The Object Cache allows users to retrieve FTP, Gopher, and HTTP data quickly and efficiently, often avoiding the need to cross the Internet. The Harvest cache is more than an order of magnitude faster than the CERN cache and other popular Internet caches, because it never forks for WWW and Gopher access, is implemented with non-blocking I/O, keeps meta data and especially hot objects cached in RAM, caches DNS lookups, supports non-blocking DNS lookups, and implements negative caching both of objects and of DNS lookups. A technical paper is available that discusses the Harvest cache's design, implementation, and performance [7].
The Cache can be run in two different modes: as a proxy object cache, or as an httpd accelerator. In this section we discuss the use as a proxy cache; we discuss the httpd accelerator in Section 6.3.
The Cache consists of a main server program cached, a Domain Naming System lookup caching server program dnsserver, a Perl program for retrieving FTP data, and some optional management and client tools. The FTP program arose because of FTP complexities---while we retrieve Gopher and HTTP data from across the Internet using C code built in to cached, we retrieve remote FTP data using an external program ( ftpget), which uses three Perl library files (discussed below). Once the FTP data have been loaded into the local cached copies, subsequent accesses are performed without running these external programs.
When cached starts up, it spawns three dnsserver processes, each of which can perform a single, blocking Domain Naming System (DNS) lookup. This reduces the amount of time the cache waits for DNS lookups. The number of dnsserver processes to use can be changed in the cached.conf file. Future versions may implement non-blocking DNS queries inside the cached process and eliminate the need for dnsserver.
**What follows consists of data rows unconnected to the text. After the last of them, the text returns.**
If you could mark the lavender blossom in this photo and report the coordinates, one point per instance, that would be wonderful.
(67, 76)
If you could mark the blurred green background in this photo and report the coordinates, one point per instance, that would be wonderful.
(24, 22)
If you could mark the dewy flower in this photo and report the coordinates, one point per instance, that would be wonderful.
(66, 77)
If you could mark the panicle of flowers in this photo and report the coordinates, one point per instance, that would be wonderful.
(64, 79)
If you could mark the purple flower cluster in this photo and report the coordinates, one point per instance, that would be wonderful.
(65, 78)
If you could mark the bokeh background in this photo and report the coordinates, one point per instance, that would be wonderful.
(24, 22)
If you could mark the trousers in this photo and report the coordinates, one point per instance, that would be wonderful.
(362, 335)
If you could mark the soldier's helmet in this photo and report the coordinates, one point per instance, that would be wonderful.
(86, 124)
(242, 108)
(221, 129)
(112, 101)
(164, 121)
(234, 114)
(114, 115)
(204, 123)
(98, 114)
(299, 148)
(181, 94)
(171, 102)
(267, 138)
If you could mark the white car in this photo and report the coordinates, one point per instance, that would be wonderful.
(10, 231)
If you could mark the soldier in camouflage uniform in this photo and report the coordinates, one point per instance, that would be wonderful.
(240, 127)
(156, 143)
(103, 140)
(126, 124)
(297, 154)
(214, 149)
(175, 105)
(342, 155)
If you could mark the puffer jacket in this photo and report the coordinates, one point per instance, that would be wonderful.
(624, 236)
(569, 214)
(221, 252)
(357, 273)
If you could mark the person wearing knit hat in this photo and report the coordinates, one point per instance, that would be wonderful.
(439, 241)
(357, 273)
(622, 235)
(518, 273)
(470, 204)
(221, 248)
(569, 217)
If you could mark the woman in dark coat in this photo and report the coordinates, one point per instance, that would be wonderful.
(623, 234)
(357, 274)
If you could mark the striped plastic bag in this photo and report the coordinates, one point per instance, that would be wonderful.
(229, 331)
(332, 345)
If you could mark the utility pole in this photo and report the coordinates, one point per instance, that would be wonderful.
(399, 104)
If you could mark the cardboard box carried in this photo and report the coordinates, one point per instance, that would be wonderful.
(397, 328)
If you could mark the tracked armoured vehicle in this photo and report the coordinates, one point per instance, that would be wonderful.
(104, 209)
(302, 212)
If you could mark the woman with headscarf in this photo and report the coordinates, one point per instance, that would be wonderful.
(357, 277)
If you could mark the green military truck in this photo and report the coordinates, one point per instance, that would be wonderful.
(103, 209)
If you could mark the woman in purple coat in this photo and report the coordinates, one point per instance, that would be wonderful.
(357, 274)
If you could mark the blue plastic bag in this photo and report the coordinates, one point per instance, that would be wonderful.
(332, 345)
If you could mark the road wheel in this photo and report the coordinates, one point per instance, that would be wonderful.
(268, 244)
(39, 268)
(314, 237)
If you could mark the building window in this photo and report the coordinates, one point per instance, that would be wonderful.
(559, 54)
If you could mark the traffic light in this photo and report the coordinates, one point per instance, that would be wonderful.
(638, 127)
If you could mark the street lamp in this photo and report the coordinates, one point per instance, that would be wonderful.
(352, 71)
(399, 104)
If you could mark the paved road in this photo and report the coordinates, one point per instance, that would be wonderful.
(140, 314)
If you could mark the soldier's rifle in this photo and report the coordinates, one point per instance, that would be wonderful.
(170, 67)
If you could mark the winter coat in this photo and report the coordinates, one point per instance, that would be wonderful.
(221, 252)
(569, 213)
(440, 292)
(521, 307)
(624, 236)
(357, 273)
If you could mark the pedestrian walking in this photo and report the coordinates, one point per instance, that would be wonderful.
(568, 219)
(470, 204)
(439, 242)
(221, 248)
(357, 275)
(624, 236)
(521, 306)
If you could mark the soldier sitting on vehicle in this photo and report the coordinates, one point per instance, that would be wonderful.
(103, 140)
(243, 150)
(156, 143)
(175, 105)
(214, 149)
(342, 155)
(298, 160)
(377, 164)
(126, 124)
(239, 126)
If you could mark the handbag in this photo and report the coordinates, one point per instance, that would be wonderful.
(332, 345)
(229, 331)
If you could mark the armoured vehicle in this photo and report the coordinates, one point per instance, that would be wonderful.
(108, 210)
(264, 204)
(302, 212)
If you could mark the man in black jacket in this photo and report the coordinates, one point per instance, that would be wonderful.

Another big change with version 1.3 is that objects cached to disk are persistent. Upon restart cached now spends some time reloading metadata about on-disk objects. Currently, the cache does not make use of the HTTP ``If-Modified-Since GET'' feature. Cached objects are removed when they expire. A future release will support the conditional GET.
By default, the cache sends an electronic mail message to cache_tracker@cs.colorado.edu, to help us keep track of where caches are running in the Internet. The message lists only the host name, IP address, and port number. You can disable this message by changing the mail_trace configuration variable in the cached.conf file.